Провозглашенный Троцким на XIII съезде РКП(б) принцип, согласно которому «Никто не может быть правым против партии», был подвергнут жесткой критике итальянскими левыми в контексте осмысления ими поражения русской революции и значения «Московских процессов» 30-х гг. над старыми большевиками:
«Трагедия Зиновьева и „старых большевиков“ связана с их стремлением реформировать партию, которой они полностью подчиняются, фетишизируя ее как олицетворение Октябрьской революции, — а эта партия посадила их на скамью подсудимых и заставила пожертвовать жизнью.
У Троцкого мы видим то же самое, когда в 1925 г. он, уступая давлению, добровольно уходит с поста главы Военного комиссариата, несмотря на поддержку армии, прежде всего, Московского округа. Только 7 ноября 1927 г. Троцкий открыто выступил против партии, но было уже поздно — он потерпел жалкое поражение. Даже в изгнании преданность партии и боязнь стать орудием контрреволюции в России не позволили ему довести критику русского центризма до логического конца» (La Boucherie de Moscou//Bilan, № 34, August-September 1936).
Перед лицом наступающей контрреволюции, мертвой хваткой сжимавшей партию, оставался единственный способ хоть что-то спасти — образовать независимую фракцию, которая, борясь за здоровые элементы внутри партии, не остановилась бы перед необходимостью нелегальной подпольной борьбы в гуще пролетарских масс. Как мы видели, в 1923 г. такую задачу ставила перед собой группа Мясникова, разгромленная репрессивными органами. Напротив, Троцкий оказался обезоружен собственной верностью резолюции, запрещающей фракции, которую сам поддержал на X съезде партии в 1921 г.

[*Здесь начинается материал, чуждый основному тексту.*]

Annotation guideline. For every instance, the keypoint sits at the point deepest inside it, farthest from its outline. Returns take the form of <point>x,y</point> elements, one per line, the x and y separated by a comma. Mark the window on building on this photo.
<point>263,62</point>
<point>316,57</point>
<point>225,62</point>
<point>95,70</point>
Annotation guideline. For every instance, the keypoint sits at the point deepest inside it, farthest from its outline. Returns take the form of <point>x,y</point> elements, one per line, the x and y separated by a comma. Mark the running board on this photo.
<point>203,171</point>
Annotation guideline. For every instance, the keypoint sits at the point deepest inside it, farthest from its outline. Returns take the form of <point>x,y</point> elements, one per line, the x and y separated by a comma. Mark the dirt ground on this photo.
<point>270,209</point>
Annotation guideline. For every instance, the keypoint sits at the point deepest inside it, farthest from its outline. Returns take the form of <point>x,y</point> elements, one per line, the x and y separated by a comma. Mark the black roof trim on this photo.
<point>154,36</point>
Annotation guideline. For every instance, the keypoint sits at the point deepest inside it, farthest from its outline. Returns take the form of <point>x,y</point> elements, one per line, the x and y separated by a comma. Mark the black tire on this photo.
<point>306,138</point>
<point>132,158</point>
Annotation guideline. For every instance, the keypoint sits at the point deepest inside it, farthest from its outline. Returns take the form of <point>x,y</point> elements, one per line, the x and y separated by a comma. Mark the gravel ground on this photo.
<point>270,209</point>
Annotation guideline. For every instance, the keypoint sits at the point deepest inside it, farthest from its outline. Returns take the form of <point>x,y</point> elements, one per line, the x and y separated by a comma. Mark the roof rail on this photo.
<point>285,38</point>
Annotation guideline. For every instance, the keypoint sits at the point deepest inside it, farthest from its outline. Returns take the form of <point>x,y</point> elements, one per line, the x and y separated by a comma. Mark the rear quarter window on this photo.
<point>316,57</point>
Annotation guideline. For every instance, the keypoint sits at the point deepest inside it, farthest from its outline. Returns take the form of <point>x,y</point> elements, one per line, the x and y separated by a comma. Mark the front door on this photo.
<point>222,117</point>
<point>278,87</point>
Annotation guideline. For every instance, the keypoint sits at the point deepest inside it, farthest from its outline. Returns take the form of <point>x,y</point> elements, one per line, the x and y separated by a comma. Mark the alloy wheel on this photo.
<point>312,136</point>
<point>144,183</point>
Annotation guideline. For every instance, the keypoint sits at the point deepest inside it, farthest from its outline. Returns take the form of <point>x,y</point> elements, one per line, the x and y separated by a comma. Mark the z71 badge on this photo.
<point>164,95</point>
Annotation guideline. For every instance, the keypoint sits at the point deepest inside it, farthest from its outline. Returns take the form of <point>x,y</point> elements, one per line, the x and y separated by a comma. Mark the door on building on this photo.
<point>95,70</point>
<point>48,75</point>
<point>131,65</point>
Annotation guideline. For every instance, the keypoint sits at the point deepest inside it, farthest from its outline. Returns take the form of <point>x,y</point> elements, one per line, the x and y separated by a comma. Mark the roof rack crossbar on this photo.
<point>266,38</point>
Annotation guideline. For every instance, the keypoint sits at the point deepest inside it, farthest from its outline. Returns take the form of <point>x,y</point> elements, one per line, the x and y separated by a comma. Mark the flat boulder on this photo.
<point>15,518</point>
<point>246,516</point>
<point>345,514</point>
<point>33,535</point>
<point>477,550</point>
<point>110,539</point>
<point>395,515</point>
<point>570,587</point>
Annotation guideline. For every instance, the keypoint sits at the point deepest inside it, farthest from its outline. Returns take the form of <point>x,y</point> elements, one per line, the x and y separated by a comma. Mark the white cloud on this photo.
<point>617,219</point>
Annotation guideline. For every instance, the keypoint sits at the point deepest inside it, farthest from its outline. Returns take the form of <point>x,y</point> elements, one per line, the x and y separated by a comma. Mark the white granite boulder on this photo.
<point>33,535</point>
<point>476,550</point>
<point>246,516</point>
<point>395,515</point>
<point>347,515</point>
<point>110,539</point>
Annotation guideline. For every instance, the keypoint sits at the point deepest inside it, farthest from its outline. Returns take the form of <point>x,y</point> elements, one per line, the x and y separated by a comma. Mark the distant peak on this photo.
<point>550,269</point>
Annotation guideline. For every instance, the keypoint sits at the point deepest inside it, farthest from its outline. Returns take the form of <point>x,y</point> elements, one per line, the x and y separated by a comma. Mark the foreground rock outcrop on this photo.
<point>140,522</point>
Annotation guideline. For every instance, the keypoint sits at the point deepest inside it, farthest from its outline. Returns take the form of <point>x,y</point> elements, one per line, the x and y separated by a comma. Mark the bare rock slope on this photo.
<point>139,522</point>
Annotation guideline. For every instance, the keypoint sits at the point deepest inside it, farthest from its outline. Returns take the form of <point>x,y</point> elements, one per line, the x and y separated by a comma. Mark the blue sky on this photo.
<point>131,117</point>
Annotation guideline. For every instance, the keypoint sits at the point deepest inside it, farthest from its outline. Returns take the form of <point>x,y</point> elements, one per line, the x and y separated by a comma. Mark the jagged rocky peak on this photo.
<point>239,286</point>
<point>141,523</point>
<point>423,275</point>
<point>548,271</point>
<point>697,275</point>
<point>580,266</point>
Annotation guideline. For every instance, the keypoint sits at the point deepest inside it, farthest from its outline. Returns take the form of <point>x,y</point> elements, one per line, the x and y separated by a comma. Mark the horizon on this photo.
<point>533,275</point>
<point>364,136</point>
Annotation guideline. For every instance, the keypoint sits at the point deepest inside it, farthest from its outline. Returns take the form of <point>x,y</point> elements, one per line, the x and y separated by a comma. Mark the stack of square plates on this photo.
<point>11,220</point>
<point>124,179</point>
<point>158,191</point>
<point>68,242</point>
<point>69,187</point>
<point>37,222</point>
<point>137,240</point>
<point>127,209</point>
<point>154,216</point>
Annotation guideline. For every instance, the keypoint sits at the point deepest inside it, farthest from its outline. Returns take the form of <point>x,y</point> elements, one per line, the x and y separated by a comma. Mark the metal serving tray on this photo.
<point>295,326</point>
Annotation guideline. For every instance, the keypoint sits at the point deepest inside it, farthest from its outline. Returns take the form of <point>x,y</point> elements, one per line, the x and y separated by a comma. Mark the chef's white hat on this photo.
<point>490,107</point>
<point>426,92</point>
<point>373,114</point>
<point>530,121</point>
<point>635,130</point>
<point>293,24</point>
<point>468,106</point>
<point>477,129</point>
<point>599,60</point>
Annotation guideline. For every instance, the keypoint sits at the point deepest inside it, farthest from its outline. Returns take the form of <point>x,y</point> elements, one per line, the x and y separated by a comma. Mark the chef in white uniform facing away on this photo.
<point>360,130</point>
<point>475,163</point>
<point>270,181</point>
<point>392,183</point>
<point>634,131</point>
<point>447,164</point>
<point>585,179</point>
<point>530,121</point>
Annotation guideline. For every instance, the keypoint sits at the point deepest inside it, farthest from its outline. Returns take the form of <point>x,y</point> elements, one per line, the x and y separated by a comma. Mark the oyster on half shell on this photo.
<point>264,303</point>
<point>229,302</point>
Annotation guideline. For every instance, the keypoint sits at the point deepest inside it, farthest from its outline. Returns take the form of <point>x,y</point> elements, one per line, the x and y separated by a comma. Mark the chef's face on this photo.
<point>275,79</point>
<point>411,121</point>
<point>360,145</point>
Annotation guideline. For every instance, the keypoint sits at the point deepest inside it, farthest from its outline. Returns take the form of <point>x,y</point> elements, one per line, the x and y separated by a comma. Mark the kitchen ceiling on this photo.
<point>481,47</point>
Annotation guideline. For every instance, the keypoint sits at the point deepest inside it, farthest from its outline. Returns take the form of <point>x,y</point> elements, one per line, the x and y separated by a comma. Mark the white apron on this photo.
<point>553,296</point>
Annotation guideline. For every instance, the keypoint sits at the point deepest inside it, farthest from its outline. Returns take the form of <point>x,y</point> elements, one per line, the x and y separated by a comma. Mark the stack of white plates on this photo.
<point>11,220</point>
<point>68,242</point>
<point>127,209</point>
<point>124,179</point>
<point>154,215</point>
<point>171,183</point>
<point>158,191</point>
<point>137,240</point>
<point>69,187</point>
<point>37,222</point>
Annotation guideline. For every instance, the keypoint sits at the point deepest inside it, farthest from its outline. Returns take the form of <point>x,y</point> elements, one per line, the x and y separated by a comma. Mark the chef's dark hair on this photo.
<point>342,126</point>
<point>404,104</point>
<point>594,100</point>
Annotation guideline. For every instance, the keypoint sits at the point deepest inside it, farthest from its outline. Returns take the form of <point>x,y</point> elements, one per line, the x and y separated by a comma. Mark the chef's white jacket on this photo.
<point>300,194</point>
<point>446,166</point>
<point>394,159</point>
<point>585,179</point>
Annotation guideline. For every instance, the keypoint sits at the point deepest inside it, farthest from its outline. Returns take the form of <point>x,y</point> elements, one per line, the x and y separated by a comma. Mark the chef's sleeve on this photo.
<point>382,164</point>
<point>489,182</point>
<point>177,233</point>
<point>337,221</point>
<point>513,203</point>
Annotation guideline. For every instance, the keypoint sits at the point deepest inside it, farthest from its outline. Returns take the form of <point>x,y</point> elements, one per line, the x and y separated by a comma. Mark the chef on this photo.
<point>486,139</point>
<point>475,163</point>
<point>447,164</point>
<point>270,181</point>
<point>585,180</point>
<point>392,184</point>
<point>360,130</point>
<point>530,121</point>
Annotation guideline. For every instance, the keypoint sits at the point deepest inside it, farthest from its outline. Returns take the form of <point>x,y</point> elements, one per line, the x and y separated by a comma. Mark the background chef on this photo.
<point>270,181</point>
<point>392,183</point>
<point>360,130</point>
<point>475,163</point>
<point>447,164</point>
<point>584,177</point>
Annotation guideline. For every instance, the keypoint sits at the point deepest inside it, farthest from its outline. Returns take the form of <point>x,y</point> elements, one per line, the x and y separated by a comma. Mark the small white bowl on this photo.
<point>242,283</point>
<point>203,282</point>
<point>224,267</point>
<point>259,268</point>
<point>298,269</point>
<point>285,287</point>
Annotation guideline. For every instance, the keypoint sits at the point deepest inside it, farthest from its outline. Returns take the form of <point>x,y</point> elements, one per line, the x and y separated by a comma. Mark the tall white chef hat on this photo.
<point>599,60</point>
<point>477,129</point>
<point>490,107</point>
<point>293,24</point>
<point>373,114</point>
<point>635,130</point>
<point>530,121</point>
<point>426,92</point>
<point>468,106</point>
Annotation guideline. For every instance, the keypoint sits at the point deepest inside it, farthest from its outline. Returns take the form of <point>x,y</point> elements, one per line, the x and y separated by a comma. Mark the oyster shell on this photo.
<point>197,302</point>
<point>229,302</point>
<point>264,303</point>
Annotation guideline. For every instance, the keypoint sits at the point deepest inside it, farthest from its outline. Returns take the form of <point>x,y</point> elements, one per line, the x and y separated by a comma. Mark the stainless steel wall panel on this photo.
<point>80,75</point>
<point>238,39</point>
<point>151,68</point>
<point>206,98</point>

И в 1923 г., и в последней битве 1927 г., аппарат извлек максимум выгоды из этого запрета, используя его для внесения путаницы и деморализации в ряды оппозиционеров, оказавшихся перед выбором: самороспуск или уход в подполье. В обоих случаях оппозиционеры предпочли первый путь в тщетной надежде спасти единство партии, однако это не уберегло их от мести сталинского аппарата.